The Treasury's Office of Foreign Assets Control (OFAC) placed the authority on its Specially Designated Nationals list, effectively prohibiting U.S. persons from dealing with it. The action was taken under Executive Order 13224, the counterterrorism authority.
"The Iranian military's latest attempt to extort global maritime trade is proof that Economic Fury has left the regime desperate for cash," Treasury Secretary Scott Bessent said in a statement.
The Persian Gulf Strait Authority was established on May 5 as the "legal body and official representative of the Islamic Republic of Iran responsible for issuing permits and regulating maritime traffic" through the Strait of Hormuz, according to the Iranian state-linked Nour News outlet.
The authority works with the IRGC and IRGC Navy to coordinate traffic through the strait, requiring vessels to follow IRGC instructions along an Iranian-designated route near Iran's coast while charging fees for passage, according to the Treasury. Vessels must submit a "Vessel Information Declaration," an application form, to receive permission to transit.
On May 20, the authority published a map on X defining its "regulatory jurisdiction," demarcating red lines on both sides of the strait requiring Iran's authorization for passage.

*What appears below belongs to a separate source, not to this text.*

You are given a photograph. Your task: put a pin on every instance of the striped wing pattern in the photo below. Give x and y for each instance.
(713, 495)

The Treasury said funds from the tolls are "funneled to the IRGC," a designated Foreign Terrorist Organization. Anyone cooperating with the authority, including through payments made via fiat currency, digital assets, offsets, informal swaps or other in-kind payments, may be exposed to U.S. sanctions risk, Treasury warned.

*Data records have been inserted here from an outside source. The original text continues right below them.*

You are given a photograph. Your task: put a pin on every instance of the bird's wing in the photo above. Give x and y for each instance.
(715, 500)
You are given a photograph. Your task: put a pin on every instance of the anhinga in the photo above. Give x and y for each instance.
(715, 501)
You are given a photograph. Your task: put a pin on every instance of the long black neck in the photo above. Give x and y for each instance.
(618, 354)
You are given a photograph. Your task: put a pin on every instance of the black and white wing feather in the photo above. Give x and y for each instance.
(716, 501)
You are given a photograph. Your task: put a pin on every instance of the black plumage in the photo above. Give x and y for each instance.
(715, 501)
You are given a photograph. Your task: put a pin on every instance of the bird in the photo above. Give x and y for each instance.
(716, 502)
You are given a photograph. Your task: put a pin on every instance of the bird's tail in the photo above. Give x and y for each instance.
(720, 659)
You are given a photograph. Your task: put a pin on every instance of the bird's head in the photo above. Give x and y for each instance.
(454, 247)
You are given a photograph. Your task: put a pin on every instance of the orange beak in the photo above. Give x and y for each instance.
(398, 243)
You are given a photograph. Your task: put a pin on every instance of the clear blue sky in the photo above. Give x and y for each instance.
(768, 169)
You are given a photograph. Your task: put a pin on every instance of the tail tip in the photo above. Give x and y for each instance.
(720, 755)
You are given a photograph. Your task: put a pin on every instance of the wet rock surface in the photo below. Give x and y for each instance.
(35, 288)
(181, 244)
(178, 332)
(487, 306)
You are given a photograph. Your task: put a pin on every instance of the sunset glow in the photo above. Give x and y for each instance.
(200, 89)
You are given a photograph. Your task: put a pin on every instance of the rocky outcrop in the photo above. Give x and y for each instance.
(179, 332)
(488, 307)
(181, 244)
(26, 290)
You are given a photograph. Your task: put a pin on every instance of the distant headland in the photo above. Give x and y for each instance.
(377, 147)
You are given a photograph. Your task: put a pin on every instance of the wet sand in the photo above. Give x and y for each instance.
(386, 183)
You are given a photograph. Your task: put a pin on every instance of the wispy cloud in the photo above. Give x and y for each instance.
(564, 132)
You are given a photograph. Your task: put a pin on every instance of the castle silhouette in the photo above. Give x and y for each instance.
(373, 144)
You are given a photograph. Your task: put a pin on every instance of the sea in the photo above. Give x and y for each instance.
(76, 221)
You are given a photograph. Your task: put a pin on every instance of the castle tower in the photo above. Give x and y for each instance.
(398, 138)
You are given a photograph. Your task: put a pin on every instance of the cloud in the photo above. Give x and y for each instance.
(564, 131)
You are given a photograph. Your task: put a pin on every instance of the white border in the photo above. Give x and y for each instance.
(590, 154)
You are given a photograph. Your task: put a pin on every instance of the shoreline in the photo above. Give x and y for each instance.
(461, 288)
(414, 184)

Iran's Foreign Ministry spokesman Esmaeil Baghaei said Monday that Tehran is collecting fees for "navigational services," rather than imposing tolls.

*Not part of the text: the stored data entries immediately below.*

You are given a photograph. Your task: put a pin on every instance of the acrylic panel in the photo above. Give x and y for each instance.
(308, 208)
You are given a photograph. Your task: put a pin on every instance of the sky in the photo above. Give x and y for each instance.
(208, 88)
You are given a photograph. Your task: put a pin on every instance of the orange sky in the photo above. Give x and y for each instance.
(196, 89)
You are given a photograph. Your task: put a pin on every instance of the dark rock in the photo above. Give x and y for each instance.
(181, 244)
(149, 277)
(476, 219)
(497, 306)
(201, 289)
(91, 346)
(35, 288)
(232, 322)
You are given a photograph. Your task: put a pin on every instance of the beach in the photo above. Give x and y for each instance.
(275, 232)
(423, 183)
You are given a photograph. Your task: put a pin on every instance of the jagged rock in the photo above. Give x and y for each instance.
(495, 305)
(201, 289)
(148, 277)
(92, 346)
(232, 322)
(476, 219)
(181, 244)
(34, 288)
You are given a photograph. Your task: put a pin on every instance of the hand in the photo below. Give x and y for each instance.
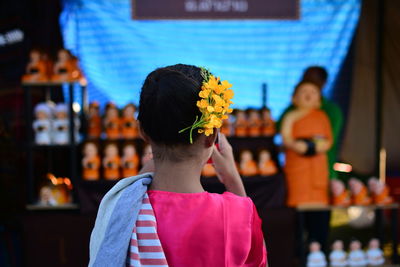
(147, 167)
(225, 166)
(299, 147)
(321, 146)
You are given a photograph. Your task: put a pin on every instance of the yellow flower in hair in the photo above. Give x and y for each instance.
(209, 132)
(204, 93)
(215, 99)
(228, 94)
(202, 103)
(226, 85)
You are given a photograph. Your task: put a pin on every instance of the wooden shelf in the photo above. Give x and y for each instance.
(331, 207)
(71, 206)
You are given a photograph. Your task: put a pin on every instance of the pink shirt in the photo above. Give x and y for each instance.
(206, 229)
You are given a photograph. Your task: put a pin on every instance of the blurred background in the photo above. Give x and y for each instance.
(81, 57)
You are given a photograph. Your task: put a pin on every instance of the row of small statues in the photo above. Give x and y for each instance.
(377, 192)
(115, 167)
(340, 258)
(41, 68)
(250, 123)
(247, 166)
(51, 124)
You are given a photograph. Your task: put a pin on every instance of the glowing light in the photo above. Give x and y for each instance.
(52, 178)
(76, 107)
(342, 167)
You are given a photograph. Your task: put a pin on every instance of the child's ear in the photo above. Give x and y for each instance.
(143, 134)
(210, 140)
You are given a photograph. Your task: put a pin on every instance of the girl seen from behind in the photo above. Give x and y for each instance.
(165, 217)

About 20% of the world's oil and liquefied natural gas supplies normally pass through the Strait of Hormuz. Shipping through the waterway has largely come to a halt, with only a minuscule percentage of vessels transiting compared with roughly 125 to 140 daily passages before the war began.
The strait lies between Oman and Iran and is 33 kilometers (21 miles) wide at its narrowest point, with the shipping lane just 3 kilometers (2 miles) wide in either direction. OPEC members Saudi Arabia, Iran, Kuwait and Iraq, as well as former member the United Arab Emirates, export most of their crude oil via the strait.
Qatar, among the world's largest LNG exporters, sends most of its output through the waterway.
Earlier this week, two oil supertankers and one LNG tanker exited the Strait of Hormuz with their transponders switched off, heading for India and China, shipping data from LSEG and Kpler showed.
The Very Large Crude Carrier Eagle Veracruz, carrying 2 million barrels of crude loaded from Saudi Arabia in late February, is heading to Quanzhou port in southeastern China's Fujian province.
AET Tankers owns and manages the vessel. Another VLCC, Nissos Keros, carrying about 1.8 million barrels of Das crude from the UAE, is en route to Visakhapatnam, where Hindustan Petroleum's refinery is located.
On Wednesday, the Chinese-flagged Hua Lin Wan, operated by COSCO, exited the strait carrying naphtha loaded from Kuwait and is bound for Huizhou port in southern China's Guangdong province.
Bessent said Treasury has "deprived the Iranian regime of revenue for their weapons programs, terrorist proxies, and nuclear ambitions" and disrupted "tens of billions of dollars' worth of revenue from being otherwise accessible" to Tehran.
The department said it includes actions that led to the freezing of nearly half a billion dollars in Iran-linked cryptocurrency.
"Under President Trump's leadership, we will remain relentless in our pursuit to constrain the network of vessels, intermediaries, and buyers through which Iran exports both its oil and malevolence," Bessent said.
The war began Feb. 28 when the United States and Israel launched strikes on Iran, prompting Tehran to retaliate with missile and drone attacks and close the Strait of Hormuz.
A ceasefire took effect on April 8, mediated by Pakistan, and was later extended indefinitely by U.S. President Donald Trump.